The same basic cabinet as the 'Curlew', but with different cross-bandings. This housed an AC only five-valve chassis and was the most expensive set in the leaflet.

"The Aerodyne 'Swallow' is a seven stage superheterodyne. It embodies the very latest developments in both circuit and valve research, and has every modern refinement including sensitivity, selectivity, automatic volume control, tone control, noise suppression between stations and automatic station rejector.

Special attention has been paid to tonal reproduction, which is superlative. The cabinet in beautifully veneered Walnut of exquisite design is in the usual good taste for which Aerodyne is justly famous.

Under practically any conditions this set will receive stations worth hearing, British or Continental, with quality, purity of tone and volume unsurpassed by any other receiver."

There is no doubt that the subjective sound quality of the earlier Aerodyne 'Swan', with its 10" Rola M.E. speaker, was pleasant to listen to. The 'Swallow', with improvements such as tone control, AVC and a neat inter-station noise suppression circuit, would probably have sounded very good indeed by the standards of the time.

The comment 'seven stages' can be slightly misleading. Five valves were employed, one of which would have been the rectifier, so should not really be counted as a 'stage'. A single octode valve was used as a frequency changer, and a double-diode-triode for signal detection, AVC and AF amplification. Adding the rectifier stage allows the claim of seven stages to be justified...


Terminology explained

AVC = automatic volume control. Nowadays called automatic gain control (AGC), it is a system to prevent powerful or nearby stations blasting out as the set is tuned through them. The gain of one or more of the valve stages is automatically adjusted by the use of Vari-Mu valves and a bias voltage derived from the rectified RF signal. The larger the rectified signal, the greater the bias applied to the Vari-Mu stages, thereby reducing their gain commensurately. In its simple form, it leads to insensitivity as it is always in operation, even on distant, faint stations, so a 'delay' is built in to the designs to stop it operating on low strength signals.

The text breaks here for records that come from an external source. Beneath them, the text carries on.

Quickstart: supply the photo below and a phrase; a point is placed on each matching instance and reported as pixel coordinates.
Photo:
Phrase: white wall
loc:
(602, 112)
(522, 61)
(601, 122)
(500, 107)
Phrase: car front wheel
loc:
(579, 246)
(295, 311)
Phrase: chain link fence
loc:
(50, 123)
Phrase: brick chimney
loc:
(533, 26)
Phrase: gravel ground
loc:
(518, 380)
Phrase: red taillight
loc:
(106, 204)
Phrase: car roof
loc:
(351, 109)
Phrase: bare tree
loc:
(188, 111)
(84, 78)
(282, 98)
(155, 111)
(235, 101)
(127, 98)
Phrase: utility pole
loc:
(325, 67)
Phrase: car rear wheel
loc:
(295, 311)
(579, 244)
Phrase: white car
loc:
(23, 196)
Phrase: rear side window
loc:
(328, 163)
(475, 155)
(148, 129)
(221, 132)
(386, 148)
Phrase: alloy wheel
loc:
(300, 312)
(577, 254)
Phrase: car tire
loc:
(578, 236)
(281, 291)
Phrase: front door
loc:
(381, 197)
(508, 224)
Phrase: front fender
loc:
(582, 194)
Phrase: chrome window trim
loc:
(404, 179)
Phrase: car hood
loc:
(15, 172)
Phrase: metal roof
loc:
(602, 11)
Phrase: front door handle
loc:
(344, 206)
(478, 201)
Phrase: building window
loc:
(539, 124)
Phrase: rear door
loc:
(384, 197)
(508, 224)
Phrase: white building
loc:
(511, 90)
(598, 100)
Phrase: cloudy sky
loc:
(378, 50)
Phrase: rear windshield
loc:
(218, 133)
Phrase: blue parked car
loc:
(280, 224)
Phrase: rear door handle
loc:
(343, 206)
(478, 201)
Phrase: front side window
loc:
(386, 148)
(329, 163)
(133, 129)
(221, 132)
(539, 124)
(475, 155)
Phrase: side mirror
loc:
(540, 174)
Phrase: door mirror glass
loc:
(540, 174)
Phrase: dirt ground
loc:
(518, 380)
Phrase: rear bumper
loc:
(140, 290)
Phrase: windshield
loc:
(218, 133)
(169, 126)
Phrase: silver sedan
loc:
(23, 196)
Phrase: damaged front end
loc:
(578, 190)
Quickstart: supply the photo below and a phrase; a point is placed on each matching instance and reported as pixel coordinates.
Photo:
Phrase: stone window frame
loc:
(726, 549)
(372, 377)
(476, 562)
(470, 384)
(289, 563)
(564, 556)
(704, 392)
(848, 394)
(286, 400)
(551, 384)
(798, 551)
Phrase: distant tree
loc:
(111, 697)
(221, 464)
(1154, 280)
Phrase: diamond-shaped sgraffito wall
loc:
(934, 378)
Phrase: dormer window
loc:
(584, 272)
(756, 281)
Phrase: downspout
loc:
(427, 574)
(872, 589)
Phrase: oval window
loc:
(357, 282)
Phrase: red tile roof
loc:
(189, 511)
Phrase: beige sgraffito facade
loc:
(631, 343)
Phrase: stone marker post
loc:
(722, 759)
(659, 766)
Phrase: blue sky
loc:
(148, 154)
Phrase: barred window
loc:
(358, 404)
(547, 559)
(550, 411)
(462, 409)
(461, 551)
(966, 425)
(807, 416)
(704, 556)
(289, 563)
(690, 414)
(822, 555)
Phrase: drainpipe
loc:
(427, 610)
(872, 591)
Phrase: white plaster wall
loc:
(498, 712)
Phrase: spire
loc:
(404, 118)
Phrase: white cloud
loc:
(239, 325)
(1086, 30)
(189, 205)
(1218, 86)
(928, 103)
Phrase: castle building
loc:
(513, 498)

The triode output valve would have placed a limit on the volume obtainable with this set, but within its limits the quality of sound would have been good. The triode detector means it was either of leaky-grid or anode-bend design.


Terminology explained

Anode-bend and Leaky-grid detection = Here is a simplified explanation of the terms. Anode-bend rectification made use of the non-linear portion of the characteristic curve of a valve, the valve being biased either to work on the upper or lower bend in the curve. This resulted in unequal amplification (crushing) of either the positive-going or negative-going parts of the RF signal. It worked well enough: the main disadvantage was the degree of distortion that could occur.

Leaky grid detection used the AF amplifier valve grid/cathode (or filament, in this case) as a diode anode. A grid-leak resistor of a high - and critical - value allows the charge building up on the grid to 'leak' at a slow rate. In conjunction with a grid capacitor, a time-constant circuit is created that removes the high frequency RF component of the signal, leaving the AF signal behind. This is better than the anode-bend detection system in terms of quality, but still leaves something to be desired! Basically, few components were needed for either of these two detection systems, keeping production costs down.